Se as expressões não são formadas livremente, então, nos termos de Kay (2005, 2013),
não se trata de construção gramatical. Nesse ponto, cabe a ressalva de que o conceito de
produtividade é inexistente dentro da teoria dos padrões de cunhagem – segundo Kay, numa
construção gramatical não se deve considerar nem mesmo o processo parcial de produtividade –
porém, como exposto neste capítulo, assume-se que alguns subtipos sejam mais produtivos/
semi-produtivos. Isso foi necessário diante da observação da heterogeneidade dentro do padrão,
que possui subtipos consideravelmente abertos (produtivos) em relação ao slot N2 – caminhão
de N2, subtipos que impõem algumas restrições (produtividade parcial) à seleção de N2 – pá de
N2 (pessoas) – e casos em que os subtipos possuem formas cristalizadas – pilha de nervos, dedo
de prosa. Então, quando se fala em produtividade, estamos nos referindo à produtividade de type
de N2 em relação a N1, ou seja, avalia-se o tipo de nome com o qual cada N1 se combina e quão
aberto é o slot N2. Assim, ao mesmo tempo em que tratamos a estrutura de quantificação
indefinida como um padrão de cunhagem, admitimos a existência de subtipos com graus
distintos de produtividade em relação a N2.

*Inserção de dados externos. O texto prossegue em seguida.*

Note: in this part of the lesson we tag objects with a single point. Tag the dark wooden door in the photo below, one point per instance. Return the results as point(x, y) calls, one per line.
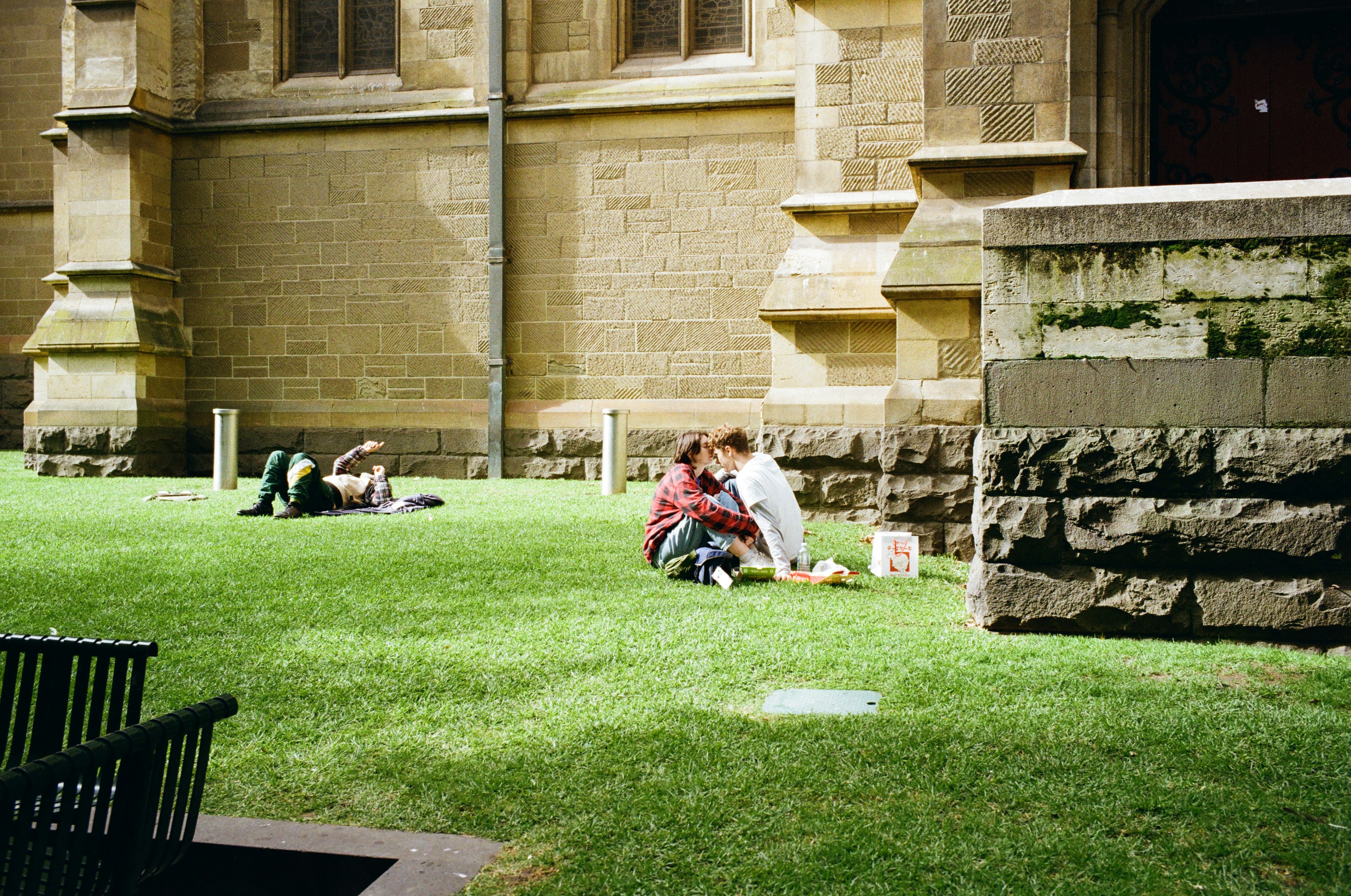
point(1251, 96)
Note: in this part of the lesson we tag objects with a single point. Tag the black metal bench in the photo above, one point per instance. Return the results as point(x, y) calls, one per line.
point(59, 692)
point(102, 817)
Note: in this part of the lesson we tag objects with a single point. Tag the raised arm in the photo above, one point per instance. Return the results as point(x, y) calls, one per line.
point(344, 464)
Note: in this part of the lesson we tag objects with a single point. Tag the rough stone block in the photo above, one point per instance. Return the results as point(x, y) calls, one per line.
point(929, 496)
point(1309, 392)
point(1008, 598)
point(464, 443)
point(407, 441)
point(804, 446)
point(265, 440)
point(1026, 532)
point(958, 541)
point(579, 443)
point(527, 443)
point(1095, 461)
point(1308, 607)
point(333, 441)
point(1284, 463)
point(1124, 392)
point(544, 468)
point(653, 443)
point(849, 488)
point(437, 467)
point(1162, 532)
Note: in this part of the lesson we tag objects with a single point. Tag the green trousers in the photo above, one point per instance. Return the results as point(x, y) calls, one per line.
point(298, 480)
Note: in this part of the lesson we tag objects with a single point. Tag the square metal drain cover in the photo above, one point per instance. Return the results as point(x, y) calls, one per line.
point(804, 702)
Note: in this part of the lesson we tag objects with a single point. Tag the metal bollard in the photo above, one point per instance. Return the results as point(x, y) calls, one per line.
point(225, 469)
point(614, 463)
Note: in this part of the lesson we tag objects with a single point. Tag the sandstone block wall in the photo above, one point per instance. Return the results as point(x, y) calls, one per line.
point(1190, 478)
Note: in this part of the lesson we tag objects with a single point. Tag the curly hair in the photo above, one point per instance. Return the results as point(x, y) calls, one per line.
point(687, 446)
point(730, 437)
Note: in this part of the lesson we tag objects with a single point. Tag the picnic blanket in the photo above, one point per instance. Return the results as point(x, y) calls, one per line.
point(406, 504)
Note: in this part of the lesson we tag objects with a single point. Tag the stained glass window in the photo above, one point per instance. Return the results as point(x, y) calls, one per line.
point(317, 37)
point(656, 27)
point(372, 36)
point(718, 25)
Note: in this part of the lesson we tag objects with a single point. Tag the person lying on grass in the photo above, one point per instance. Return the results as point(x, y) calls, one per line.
point(761, 486)
point(296, 478)
point(691, 510)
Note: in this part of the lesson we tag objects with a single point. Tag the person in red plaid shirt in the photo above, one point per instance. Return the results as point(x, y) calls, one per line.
point(691, 510)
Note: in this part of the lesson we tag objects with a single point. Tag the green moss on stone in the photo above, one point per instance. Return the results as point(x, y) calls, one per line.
point(1115, 317)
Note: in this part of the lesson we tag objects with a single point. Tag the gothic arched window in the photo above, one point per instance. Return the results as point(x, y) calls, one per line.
point(344, 37)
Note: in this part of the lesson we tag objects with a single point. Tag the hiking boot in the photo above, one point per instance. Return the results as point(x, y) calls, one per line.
point(261, 509)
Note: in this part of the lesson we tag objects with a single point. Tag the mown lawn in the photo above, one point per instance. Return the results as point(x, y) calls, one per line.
point(507, 667)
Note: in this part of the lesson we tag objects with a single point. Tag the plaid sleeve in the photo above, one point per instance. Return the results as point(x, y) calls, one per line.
point(349, 460)
point(692, 496)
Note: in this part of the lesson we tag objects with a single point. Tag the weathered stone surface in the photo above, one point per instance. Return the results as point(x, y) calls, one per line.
point(1161, 532)
point(1095, 461)
point(930, 496)
point(822, 445)
point(1315, 607)
point(1008, 598)
point(265, 440)
point(653, 443)
point(438, 467)
point(106, 464)
point(403, 441)
point(527, 443)
point(1027, 532)
point(1308, 392)
point(579, 443)
point(1126, 392)
point(958, 541)
point(1284, 463)
point(544, 468)
point(908, 448)
point(1172, 214)
point(849, 488)
point(464, 443)
point(331, 441)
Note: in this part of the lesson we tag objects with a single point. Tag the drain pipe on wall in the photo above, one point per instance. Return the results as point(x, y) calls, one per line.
point(496, 231)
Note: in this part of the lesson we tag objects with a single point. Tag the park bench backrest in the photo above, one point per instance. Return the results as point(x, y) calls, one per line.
point(101, 818)
point(57, 692)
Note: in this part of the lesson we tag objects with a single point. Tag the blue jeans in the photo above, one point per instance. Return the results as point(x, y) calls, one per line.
point(690, 536)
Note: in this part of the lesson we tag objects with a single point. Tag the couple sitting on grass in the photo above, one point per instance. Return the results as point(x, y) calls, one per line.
point(296, 479)
point(751, 513)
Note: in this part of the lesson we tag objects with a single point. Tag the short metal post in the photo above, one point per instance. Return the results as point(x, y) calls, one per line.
point(225, 469)
point(614, 460)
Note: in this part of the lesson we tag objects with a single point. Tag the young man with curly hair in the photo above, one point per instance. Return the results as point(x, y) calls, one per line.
point(764, 488)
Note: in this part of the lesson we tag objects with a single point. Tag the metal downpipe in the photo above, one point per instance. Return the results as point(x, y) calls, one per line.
point(496, 230)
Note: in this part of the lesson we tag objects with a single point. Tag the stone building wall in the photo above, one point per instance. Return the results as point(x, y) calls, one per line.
point(1188, 478)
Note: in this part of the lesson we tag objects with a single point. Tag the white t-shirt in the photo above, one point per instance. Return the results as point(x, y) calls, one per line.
point(770, 501)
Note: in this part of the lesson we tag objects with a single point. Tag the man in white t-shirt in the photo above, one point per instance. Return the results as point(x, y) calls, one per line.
point(767, 494)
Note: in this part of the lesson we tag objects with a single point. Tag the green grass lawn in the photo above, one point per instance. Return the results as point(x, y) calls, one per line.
point(507, 667)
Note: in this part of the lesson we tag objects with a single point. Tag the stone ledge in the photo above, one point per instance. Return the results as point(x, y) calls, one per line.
point(1172, 214)
point(1123, 392)
point(1299, 464)
point(1088, 599)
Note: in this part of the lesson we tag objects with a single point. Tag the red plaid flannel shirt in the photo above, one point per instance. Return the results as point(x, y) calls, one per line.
point(681, 495)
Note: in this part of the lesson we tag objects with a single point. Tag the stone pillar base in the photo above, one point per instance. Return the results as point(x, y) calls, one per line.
point(104, 451)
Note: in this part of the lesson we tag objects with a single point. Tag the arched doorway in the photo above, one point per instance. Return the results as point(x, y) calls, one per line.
point(1250, 90)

Assumindo-se que seja padrão de cunhagem, é preciso analisar o processo por trás da
profusão de expressões de quantificação desse tipo, o que o autor identificou como neologismo
analógico. A cunhagem de novas expressões pode ser explicada então pelo fenômeno da
analogia. Os exemplos em (113-114) demonstraram que os sinônimos ou palavras
semanticamente relacionadas a pá e poço foram rejeitadas pelo padrão, mas em relação a
caminhão surgiram algumas possibilidades, como exibem os resultados da busca no Google com
os nomes navio, avião, em (115-116).
(115) Carla, votos de Bom Natal e um 2012 com um navio de coisas boas!